Chesson’s teammates and coach sang his praises after the game, clearly delighted to find him on the pitch and in the locker room.

“[Chesson] is an explosive man, ”Kyler said. “He brings so much energy and he’s so happy all the time… [Chesson] is a phenomenal athlete and I think everyone got to see him, the two games he played.

Princeton got his second first down of the game before the end of the first quarter, but soon after play resumed, Big Green’s defense forced another punt.

The Tigers showed a bit of life on defense in the practice that followed, forcing a nearly three and one out early and shortly after almost forcing a turnaround in the red zone. Dartmouth managed to hold onto the ball, however, and the run ended with a 33-yard field goal from kicker Connor Davis ’22, giving Dartmouth a 17-0 lead with nine minutes left in halftime.

Princeton was able to respond with a touchdown, but that would prove to be the Tigers’ only points of the game. Faced with a chance to reduce Dartmouth’s lead to 7 points at the end of half-time, Princeton kicker Jeffrey Sexton missed his 27-yard attempt from the right upright and the Big Green maintained their lead of 17- 7 before half-time.

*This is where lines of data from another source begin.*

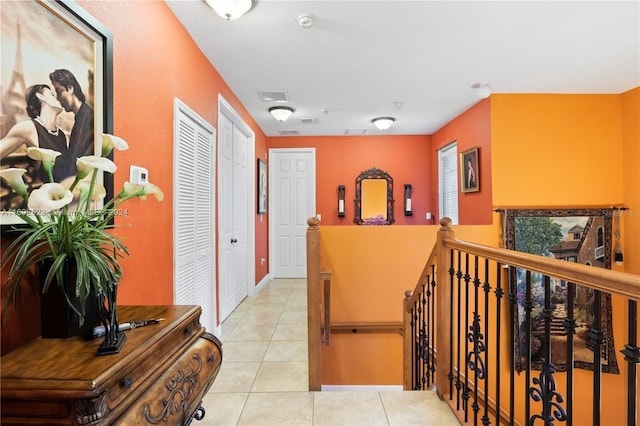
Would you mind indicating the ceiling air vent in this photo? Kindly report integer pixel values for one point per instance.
(288, 132)
(273, 96)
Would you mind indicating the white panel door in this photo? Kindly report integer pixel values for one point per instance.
(194, 231)
(292, 202)
(234, 208)
(240, 215)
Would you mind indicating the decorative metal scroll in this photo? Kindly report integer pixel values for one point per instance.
(373, 173)
(180, 387)
(575, 235)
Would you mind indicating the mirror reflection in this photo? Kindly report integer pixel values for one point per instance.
(374, 198)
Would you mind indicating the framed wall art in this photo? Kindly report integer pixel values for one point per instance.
(53, 54)
(573, 235)
(469, 170)
(262, 187)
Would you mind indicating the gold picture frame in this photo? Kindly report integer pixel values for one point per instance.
(469, 170)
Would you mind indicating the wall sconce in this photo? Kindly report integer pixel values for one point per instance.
(230, 9)
(408, 210)
(617, 257)
(383, 123)
(281, 113)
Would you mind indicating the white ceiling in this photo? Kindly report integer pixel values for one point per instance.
(362, 56)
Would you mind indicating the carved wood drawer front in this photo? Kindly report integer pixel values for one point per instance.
(130, 381)
(173, 397)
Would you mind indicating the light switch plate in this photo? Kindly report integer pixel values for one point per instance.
(138, 175)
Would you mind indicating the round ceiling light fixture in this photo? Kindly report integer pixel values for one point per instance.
(483, 90)
(230, 9)
(306, 21)
(383, 123)
(281, 113)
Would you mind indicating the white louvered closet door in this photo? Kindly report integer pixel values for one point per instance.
(193, 209)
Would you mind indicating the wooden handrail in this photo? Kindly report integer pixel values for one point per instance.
(314, 314)
(325, 278)
(380, 327)
(421, 345)
(613, 282)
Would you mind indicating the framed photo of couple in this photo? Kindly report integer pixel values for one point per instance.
(469, 170)
(56, 67)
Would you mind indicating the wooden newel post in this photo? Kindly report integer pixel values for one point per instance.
(443, 344)
(313, 305)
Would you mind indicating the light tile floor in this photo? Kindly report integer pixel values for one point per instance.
(263, 379)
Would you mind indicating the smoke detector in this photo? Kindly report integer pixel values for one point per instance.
(306, 21)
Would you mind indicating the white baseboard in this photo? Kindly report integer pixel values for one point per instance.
(257, 288)
(360, 388)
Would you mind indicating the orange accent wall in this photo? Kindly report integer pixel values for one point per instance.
(470, 129)
(556, 150)
(631, 179)
(371, 268)
(340, 159)
(573, 150)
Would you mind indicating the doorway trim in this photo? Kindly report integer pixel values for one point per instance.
(272, 192)
(225, 109)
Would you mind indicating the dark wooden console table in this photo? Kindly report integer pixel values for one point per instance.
(159, 377)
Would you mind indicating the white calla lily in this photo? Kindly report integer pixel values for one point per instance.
(49, 197)
(46, 156)
(13, 176)
(98, 193)
(70, 222)
(87, 164)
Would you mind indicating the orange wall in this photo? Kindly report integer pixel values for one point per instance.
(340, 159)
(556, 150)
(573, 150)
(470, 129)
(371, 267)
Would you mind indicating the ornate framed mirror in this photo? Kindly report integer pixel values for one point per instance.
(374, 198)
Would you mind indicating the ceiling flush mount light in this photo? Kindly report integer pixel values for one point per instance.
(483, 90)
(230, 9)
(281, 113)
(383, 123)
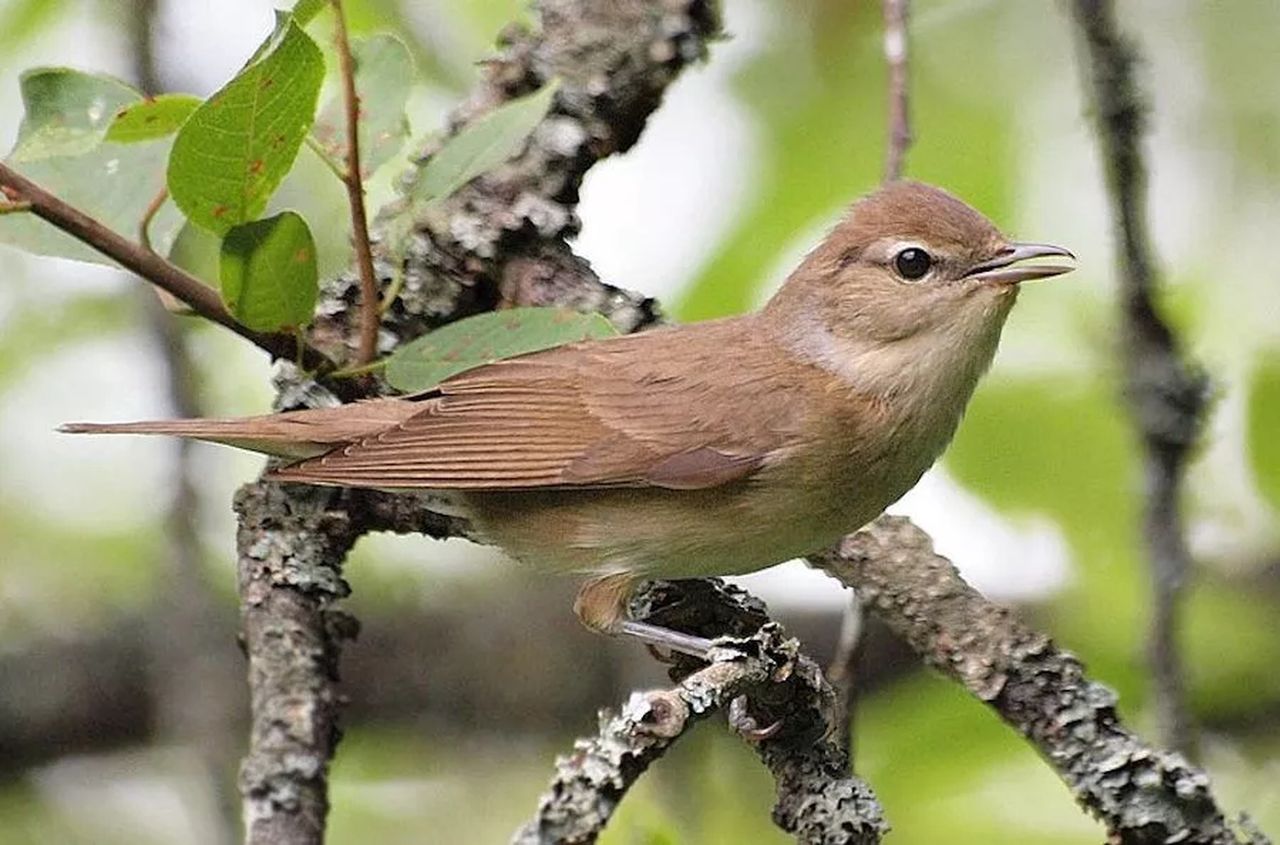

The second half was marked by strong defensive play from Dartmouth. After failing to allow a score throughout the half, the Big Green held a Princeton offense averaging 37 points per game coming into play for just seven in total. Dartmouth was able to put constant pressure on the Princeton offense, forcing a few bad shots and stacking six sacks as a team.

“On the film, they showed a lot of things,” said ’23 defensive lineman Shane Cokes. “It seemed to be physical with them, especially with the bull rush, it worked a lot, so throughout the week we focused on that.”

Cokes personally collected two and a half sacks against the Tigers.

The offense managed to extend the lead to 24-7 in the third quarter thanks to a 20-yard touchdown reception by wide receiver Jonny Barrett ’23, but it was the defense that sidelined the game. for real.

In the next practice, with less than 10 seconds left in the third quarter and Princeton on the Dartmouth side, a misguided pass found the waiting hands of cornerback Isaiah Johnson ’22, who took 73 yards at home for a score.

“Every week, [Teevens] says the same thing: know your opponents better than they know themselves. Johnson said. “When I got into the movie, I said [associate head coach Sammy McCorkle] that whenever I see a receiver two meters from the hash, they were running the team. So they got out for the game, I saw the receiver go two yards from the hash, and I guessed the hitch, and I was right.

Johnson’s big game was the backbreaker for Princeton. The Tigers were able to make another long drive, hitting him almost in the end zone, but returned the ball on the downs. Princeton never threatened to score again.

Dartmouth must now avoid a disappointment in the last two games of their title defense. The Big Green will then enter the field on Saturday at home against Cornell University, whose record is 2-6 overall and 1-4 in the Ivy game. Two years ago, Cornell upset Dartmouth in a match where the Big Green could have won a share of the Ivy League title with a win.

“The loss we had to Cornell… nobody forgot about it,” Kyler said. “I don’t see us taking our foot off the accelerator.”